In busy cities like London the virus might spread around faster, but these days when people travel such a lot, even people who live in small villages could come into contact with an infected person and catch it.

It might be that in the UK most people won't catch the virus until next autumn when the weather gets colder, because that is when viruses usually spread around more.

I don't know anyone with swine flu but loads of people at my school are freaking out - they say it is expected that 5m people will die in Britain, is this true? - Isabella, 13, Warwickshire

No I think this is extremely unlikely. From what we can see right now, even if many people got infected with the new virus, most people would have only a mild cold.

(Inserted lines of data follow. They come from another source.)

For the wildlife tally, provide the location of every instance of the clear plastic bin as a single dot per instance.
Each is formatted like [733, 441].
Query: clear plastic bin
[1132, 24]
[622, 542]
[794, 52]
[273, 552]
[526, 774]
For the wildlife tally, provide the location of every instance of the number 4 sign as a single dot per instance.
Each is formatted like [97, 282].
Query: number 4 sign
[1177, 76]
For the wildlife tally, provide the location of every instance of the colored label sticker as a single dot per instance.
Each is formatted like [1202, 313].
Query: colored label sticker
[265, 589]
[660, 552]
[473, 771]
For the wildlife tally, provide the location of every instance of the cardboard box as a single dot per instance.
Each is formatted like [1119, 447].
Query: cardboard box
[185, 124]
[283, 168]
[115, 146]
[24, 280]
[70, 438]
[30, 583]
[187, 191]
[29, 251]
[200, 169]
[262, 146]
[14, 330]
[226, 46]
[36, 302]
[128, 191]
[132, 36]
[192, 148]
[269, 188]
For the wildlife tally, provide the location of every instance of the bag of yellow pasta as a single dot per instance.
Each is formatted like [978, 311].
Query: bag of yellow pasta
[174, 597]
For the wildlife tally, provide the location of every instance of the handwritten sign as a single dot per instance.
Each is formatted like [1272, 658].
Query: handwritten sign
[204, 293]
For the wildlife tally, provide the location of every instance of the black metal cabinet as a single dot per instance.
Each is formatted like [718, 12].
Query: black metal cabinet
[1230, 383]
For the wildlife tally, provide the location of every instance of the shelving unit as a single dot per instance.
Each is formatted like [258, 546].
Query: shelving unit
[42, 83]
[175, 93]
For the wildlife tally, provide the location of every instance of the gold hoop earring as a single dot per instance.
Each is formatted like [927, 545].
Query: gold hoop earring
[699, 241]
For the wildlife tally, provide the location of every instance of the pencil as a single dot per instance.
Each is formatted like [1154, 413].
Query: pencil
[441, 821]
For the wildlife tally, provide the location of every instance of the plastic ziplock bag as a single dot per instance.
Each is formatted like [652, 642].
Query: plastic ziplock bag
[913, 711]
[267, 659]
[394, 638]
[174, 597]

Only a tiny proportion of those who caught the virus will die, and actually people do die from normal human flu every year and we don't think that swine flu will be much different.

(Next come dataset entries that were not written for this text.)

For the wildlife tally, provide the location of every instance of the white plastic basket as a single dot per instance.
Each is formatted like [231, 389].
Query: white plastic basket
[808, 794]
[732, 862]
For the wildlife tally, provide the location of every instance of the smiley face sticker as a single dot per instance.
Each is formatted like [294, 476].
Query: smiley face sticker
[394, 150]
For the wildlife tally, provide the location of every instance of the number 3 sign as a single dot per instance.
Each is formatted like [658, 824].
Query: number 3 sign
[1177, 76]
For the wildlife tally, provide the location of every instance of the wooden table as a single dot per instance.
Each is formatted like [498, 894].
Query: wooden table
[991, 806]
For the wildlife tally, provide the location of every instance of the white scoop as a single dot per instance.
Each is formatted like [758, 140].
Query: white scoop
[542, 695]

One of my friends said that if swine flu gets out of hand and infects a lot of people in the UK then flu jabs will be taken to schools and given to children the jabs. Is this true? - Chloe, 13, Banwell

Giving people a vaccine against a virus like flu is the best way to protect them. We hope that in the next few months a vaccine to protect us against swine flu will be made.

Once that happens people will be asked whether they want the vaccine, and giving it out in schools might be one way to get it to children quickly.

Swine flu is a pandemic on level 5 so does this mean it is this going to kill a lot of people in the UK? - Lauren, 12, Essex

The pandemic alert level 5 means that the World Health Organization think it is quite likely that this virus will spread around the world and affect a lot of different countries.

But most people will only have a mild cold if they catch the virus and only a tiny proportion of them will get more sick that that or even die.

I have been poorly for the last week with what my mum thinks is a bad cold or flu but I'm worried that I may have swine flu - how do I know if I have it or not? - Lorah, 12, Middlesbrough

Right now the only people in the UK that have swine flu are the people that went on holiday to Mexico and caught it there. So it is really unlikely that you actually have swine flu.

We all get colds and flu sometimes, and you have most likely just caught a normal cold virus. But the symptoms you have are not unlike what you might get if you had swine flu, and you will get better in the next few days, I am sure.